Арман с неиссякаемым терпением ждал, пока Мишель либо придёт в себя, либо окончательно потеряет сознание. Он не причинил бы вреда бывшему другу, по крайней мере, в этот момент, но и приходить на помощь не собирался.
Через несколько минут Мишель нашёл в себе силы произнести:
— И враги человеку домашние его. Так, Арман?
— Сомневаюсь, что маньчжуры цитировали Библию, но звучит уместно. Предательство.
— Ты проделал весь этот путь, чтобы проучить меня?
— Non.
— Чего же ты хочешь?
— Я хочу, чтобы ты работал на меня.
Это было столь нелепо, что Бребёф сначала не понял смысла слов Гамаша. Он уставился на того, не скрывая замешательства.
— Чего? Где? — наконец он выдавил из себя.
Хотя оба знали, что правильным был бы вопрос: «Почему?».
— Я только что приступил к обязанностям главы Академии Сюртэ, — сообщил Арман. — новый семестр начинается сразу после рождественских каникул. Хочу, чтобы ты стал одним из преподавателей.
Бребёф продолжал молча взирать на Гамаша. Пытался переварить услышанное.
Это же не просто предложение работы. И, как он подозревал, не предложение перемирия. Слишком жестокой была война, слишком велик урон. И всё же.
В чём же дело?
— Почему?
Арман не ответил. Вместо этого он пристально посмотрел на Бребёфа, тот опустил глаза. Гамаш отвернулся к океану. К бескрайним волнам и суровой скале, которую те подтачивали.

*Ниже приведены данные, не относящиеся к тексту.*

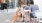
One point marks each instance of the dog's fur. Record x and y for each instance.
(16, 16)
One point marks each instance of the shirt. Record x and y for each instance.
(34, 8)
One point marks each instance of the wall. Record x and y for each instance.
(39, 3)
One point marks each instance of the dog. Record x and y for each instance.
(16, 16)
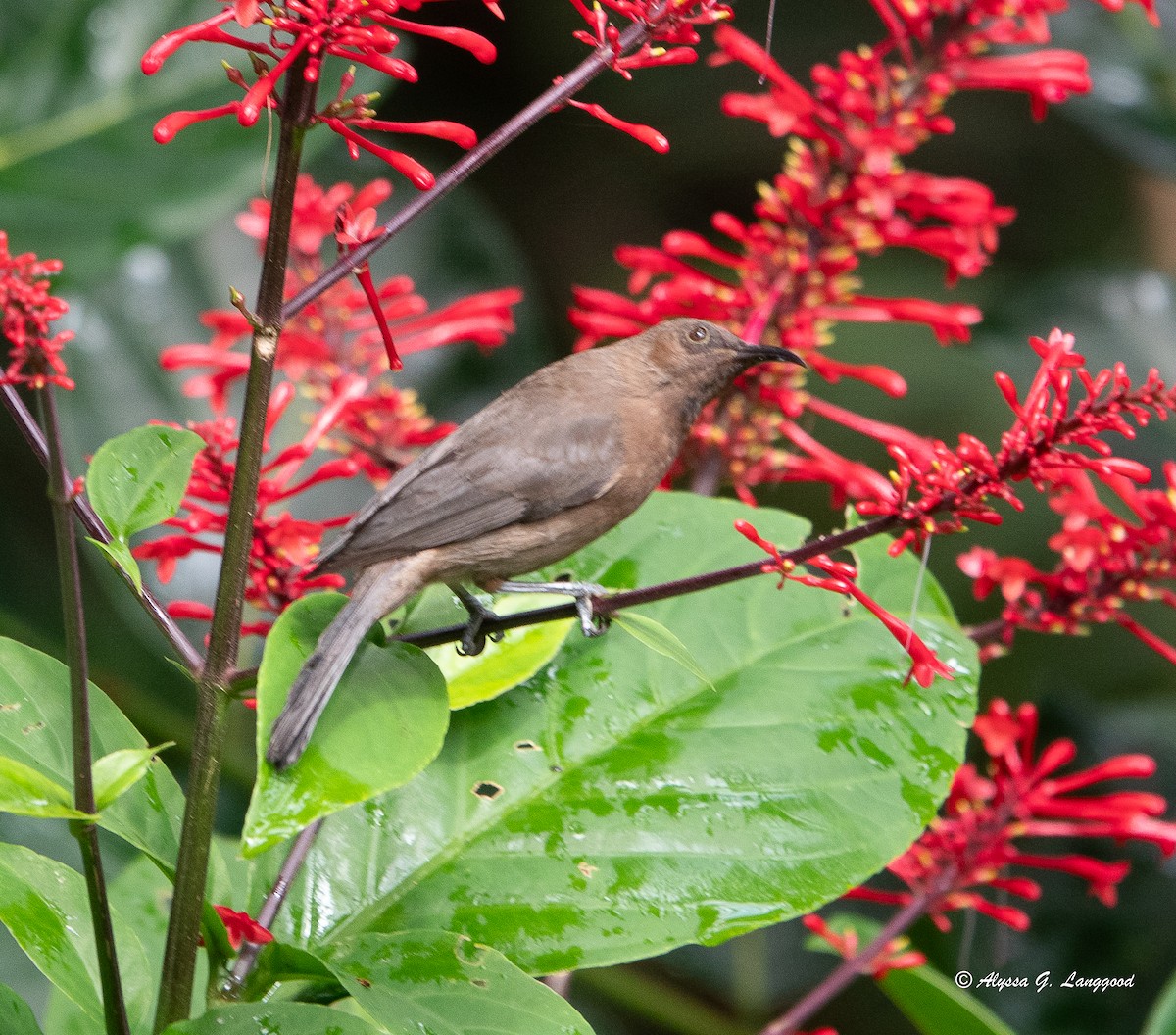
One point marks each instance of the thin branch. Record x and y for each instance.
(94, 527)
(213, 698)
(74, 621)
(291, 867)
(548, 101)
(844, 975)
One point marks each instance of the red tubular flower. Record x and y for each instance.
(977, 836)
(844, 192)
(670, 23)
(1105, 562)
(26, 312)
(839, 577)
(359, 30)
(895, 956)
(282, 546)
(240, 927)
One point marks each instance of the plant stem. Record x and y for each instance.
(859, 963)
(293, 862)
(74, 621)
(612, 603)
(213, 701)
(550, 100)
(93, 524)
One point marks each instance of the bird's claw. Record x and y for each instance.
(473, 640)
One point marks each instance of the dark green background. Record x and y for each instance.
(148, 242)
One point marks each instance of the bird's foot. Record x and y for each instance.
(473, 640)
(582, 593)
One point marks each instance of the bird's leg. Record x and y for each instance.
(582, 593)
(473, 640)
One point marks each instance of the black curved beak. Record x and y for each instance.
(768, 354)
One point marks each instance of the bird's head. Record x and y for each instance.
(704, 354)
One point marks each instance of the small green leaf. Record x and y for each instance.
(935, 1005)
(268, 1018)
(138, 479)
(45, 906)
(457, 983)
(658, 638)
(16, 1016)
(34, 710)
(119, 554)
(26, 792)
(383, 724)
(121, 770)
(1162, 1017)
(501, 665)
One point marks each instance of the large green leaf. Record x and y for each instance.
(270, 1018)
(34, 729)
(447, 985)
(615, 806)
(935, 1006)
(383, 724)
(45, 907)
(503, 665)
(16, 1016)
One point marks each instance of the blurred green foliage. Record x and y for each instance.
(148, 242)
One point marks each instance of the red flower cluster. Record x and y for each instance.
(346, 332)
(844, 192)
(669, 38)
(840, 577)
(282, 545)
(335, 352)
(240, 927)
(895, 956)
(359, 30)
(1053, 438)
(1104, 562)
(26, 312)
(970, 846)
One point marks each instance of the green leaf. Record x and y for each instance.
(119, 554)
(269, 1018)
(1162, 1017)
(138, 479)
(658, 638)
(46, 909)
(935, 1005)
(118, 771)
(447, 985)
(383, 724)
(26, 792)
(503, 665)
(135, 481)
(614, 807)
(16, 1016)
(34, 729)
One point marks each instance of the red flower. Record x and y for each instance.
(969, 848)
(670, 23)
(895, 956)
(240, 927)
(282, 545)
(1105, 562)
(358, 30)
(1054, 439)
(26, 312)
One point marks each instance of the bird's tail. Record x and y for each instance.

— И ты уверен, что мне можно доверять? — спросил Мишель, направив вопрос в спину Арману.
— Нет, — ответил тот.
— Не уверен, что можно доверять, или уверен, что нельзя?
Арман повернулся и посмотрел на Бребёфа так, как никогда раньше не смотрел. Во взгляде его не было отвращения, нет. Не было там и презрения. Но было что-то близкое.
Во взгляде было абсолютное всепонимание. Гамаш видел Бребефа насквозь.
Слабый. Житель Персе, выхолощенный временем и непогодой. Потрёпанный и исковерканный. Опустошённый.
— Ты тот, кто открыл ворота, Мишель. Ты мог бы остановить это, но не стал. Коррупция постучала в двери, и ты впустил её. Предал всех, кто тебе доверял. Ты превратил Сюртэ из сильной и доблестной организации в выгребную яму. Потрачено много жизней и времени, чтобы очистить её.
— Зачем же ты зовёшь меня назад?
Арман поднялся и Бребёф вскочил вслед за ним.
— В Великой Китайской стене не было изъяна, изъян всегда в людях, — сказал Гамаш. — Сила и слабость — изначально всё в людях. Так же и в Сюртэ. А начало всему — Академия.
— D’accord — Бребеф кивнул. — Я согласен. Но все-таки, почему именно я? Не боишься, что я всех заражу?
Он изучающе смотрел на Гамаша. Потом улыбнулся:
— Или там уже есть отрава, Арман? Так ведь? И ты проделал весь этот путь в поисках противоядия? Поэтому тебе понадобился я? Как антивирус. Как более сильная инфекция, направленная на борьбу с болезнью. Это опасная игра, Арман.
Гамаш бросил на него тяжёлый оценивающий взгляд, и направился внутрь, в дом за Рейн-Мари.
Мишель сопровождал их до подъездной дорожки. И смотрел, как они уезжают. Их путь лежал назад, в аэропорт, потом самолетом домой.
В одиночестве Мишель вернулся в дом. Ни жены, ни детей. Ни внуков. Лишь изумительный вид на океан.
Гамаш смотрел из иллюминатора на поля, леса, снег, озера, проплывающие внизу, и размышлял, что же он только что натворил.
Конечно, Мишель прав. Опасная, хотя вовсе не игра.